Sunday, December 7, 2008

The Walls Of The Universe-Paul Melko

The Walls Of The Universe
Paul Melko
Tor, Feb 2009, $25.95
ISBN: 9780765319975

Growing up on a farm in Ohio, high school senior John Rayburn dreams of studying physics at Case Institute of Technology though the reality is that he will attend Toledo where he can earn money to afford the tuition. He is angry at himself as much as bully Ted Carson whom he beat the snot out of when a figure arrives insisting he is Johnny. They look like identical twins and the second Johnny explains he is a double-Prime replica and gives John a gizmo to travel to alternate worlds and come up with inventions to sell on this orb that has not been created starting with Rubik's Cube (make that Johnny’s cube).

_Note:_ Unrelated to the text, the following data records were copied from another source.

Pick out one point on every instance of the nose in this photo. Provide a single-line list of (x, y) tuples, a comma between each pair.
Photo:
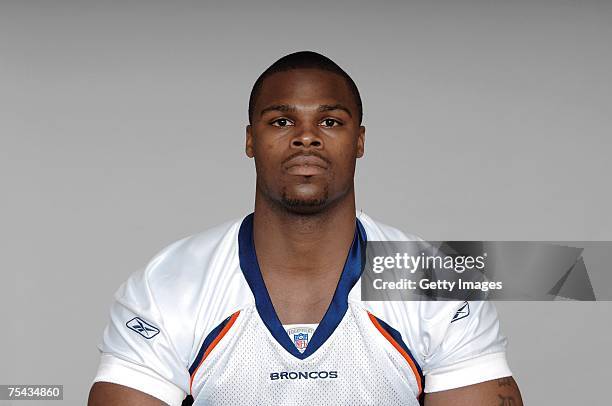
[(307, 138)]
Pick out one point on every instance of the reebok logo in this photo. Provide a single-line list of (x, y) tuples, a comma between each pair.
[(143, 328)]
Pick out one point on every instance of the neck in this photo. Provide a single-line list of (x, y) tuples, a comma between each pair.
[(297, 245)]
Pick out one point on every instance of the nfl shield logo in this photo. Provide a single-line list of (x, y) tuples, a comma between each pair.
[(301, 341)]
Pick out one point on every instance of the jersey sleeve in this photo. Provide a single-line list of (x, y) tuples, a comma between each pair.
[(469, 348), (137, 350)]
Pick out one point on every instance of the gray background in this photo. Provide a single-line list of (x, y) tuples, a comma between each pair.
[(122, 130)]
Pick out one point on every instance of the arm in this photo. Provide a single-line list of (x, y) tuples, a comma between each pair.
[(498, 392), (105, 393)]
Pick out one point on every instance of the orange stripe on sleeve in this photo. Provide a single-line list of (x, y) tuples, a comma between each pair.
[(214, 344), (399, 348)]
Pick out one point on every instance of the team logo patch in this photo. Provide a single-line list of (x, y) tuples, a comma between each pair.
[(463, 312), (300, 336), (143, 328)]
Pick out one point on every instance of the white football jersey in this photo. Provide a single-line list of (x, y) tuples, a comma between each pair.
[(197, 324)]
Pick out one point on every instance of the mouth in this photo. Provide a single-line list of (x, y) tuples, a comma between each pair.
[(306, 165)]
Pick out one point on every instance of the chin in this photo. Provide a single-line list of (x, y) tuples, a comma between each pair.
[(305, 203)]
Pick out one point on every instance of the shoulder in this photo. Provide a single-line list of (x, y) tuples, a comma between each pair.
[(193, 259), (377, 231), (190, 284)]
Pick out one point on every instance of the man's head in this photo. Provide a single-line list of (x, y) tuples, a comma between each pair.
[(305, 133)]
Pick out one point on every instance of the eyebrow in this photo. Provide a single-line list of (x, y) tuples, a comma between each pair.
[(331, 107), (286, 108)]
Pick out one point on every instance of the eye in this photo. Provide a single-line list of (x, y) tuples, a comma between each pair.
[(330, 122), (281, 122)]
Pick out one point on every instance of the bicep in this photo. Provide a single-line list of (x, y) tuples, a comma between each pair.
[(106, 393), (503, 392)]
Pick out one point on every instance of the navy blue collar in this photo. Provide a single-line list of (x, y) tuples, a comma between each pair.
[(351, 273)]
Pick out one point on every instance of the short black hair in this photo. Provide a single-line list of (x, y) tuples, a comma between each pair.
[(304, 60)]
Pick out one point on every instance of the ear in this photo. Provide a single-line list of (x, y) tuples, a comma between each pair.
[(361, 142), (249, 142)]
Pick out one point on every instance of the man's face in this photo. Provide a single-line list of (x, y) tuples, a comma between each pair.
[(305, 137)]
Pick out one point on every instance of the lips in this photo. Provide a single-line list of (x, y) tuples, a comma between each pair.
[(306, 165)]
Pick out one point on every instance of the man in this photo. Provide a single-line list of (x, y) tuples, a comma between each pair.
[(267, 309)]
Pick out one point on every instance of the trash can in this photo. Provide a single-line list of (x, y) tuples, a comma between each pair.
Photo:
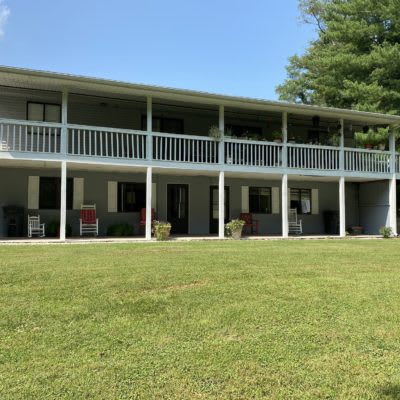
[(14, 220), (331, 222)]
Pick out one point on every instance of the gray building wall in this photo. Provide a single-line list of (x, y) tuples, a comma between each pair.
[(374, 205), (373, 210)]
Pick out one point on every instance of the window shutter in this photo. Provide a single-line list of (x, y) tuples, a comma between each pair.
[(78, 193), (245, 199), (33, 193), (314, 201), (112, 196), (154, 196), (275, 200)]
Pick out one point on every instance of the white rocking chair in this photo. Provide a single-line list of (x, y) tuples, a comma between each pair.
[(35, 227), (295, 225)]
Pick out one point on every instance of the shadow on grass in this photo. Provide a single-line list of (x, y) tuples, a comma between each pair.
[(390, 391)]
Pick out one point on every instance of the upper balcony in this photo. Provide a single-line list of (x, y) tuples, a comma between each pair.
[(38, 140), (92, 126)]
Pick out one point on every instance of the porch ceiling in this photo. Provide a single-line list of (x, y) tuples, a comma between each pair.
[(19, 77)]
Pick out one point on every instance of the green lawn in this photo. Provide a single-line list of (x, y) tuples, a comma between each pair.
[(201, 320)]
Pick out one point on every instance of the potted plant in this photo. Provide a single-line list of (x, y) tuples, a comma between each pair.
[(372, 138), (161, 230), (215, 133), (234, 228), (277, 136), (334, 140)]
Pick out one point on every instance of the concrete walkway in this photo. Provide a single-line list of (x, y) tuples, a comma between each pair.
[(183, 238)]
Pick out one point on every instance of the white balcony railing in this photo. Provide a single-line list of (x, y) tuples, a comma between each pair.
[(371, 161), (27, 136), (313, 157), (253, 154), (184, 148), (106, 142), (89, 141)]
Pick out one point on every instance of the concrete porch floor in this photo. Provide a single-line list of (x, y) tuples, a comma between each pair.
[(174, 238)]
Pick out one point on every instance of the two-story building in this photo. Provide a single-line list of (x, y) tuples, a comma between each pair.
[(70, 140)]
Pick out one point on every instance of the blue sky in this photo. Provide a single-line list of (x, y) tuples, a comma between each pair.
[(224, 46)]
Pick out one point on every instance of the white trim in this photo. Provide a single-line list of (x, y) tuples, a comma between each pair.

Prime Johnny says he will masquerade as John while the latter explores. However, Prime fails to warn John that there is one flaw with the cross dimensional device: you can never go home. Prime takes over John’s life. John, after meeting several “Johns”, settles on a world where he studies physics with plans to stay in hiding of sorts while fixing the gadget so he can come home. Prime impregnates John’s girlfriend Casey and marries her; while his Rubik Cube creation runs into patent law issues and Ted makes trouble for him. On the world he chose to live John has a relationship with another Casey, avoids the Ted alternate and accidentally "invents" pinball that bring him to the attention of his previously unknown competitors, stranded cross-world travelers earning a living with new technology and a desire to steal John’s functioning gadget.

THE WALLS OF THE UNIVERSE is an entertaining science fiction thriller in which the two Johns find their respective lives play out differently. Whereas Prime learns the grass is not greener as nothing goes right for him; John makes his new world a home though he ends up in danger from desperate marooned souls like himself. Although a late twist implies a series involving saving the universe from reverse engineers, readers will appreciate Paul Melko’s fine tale of two Johns.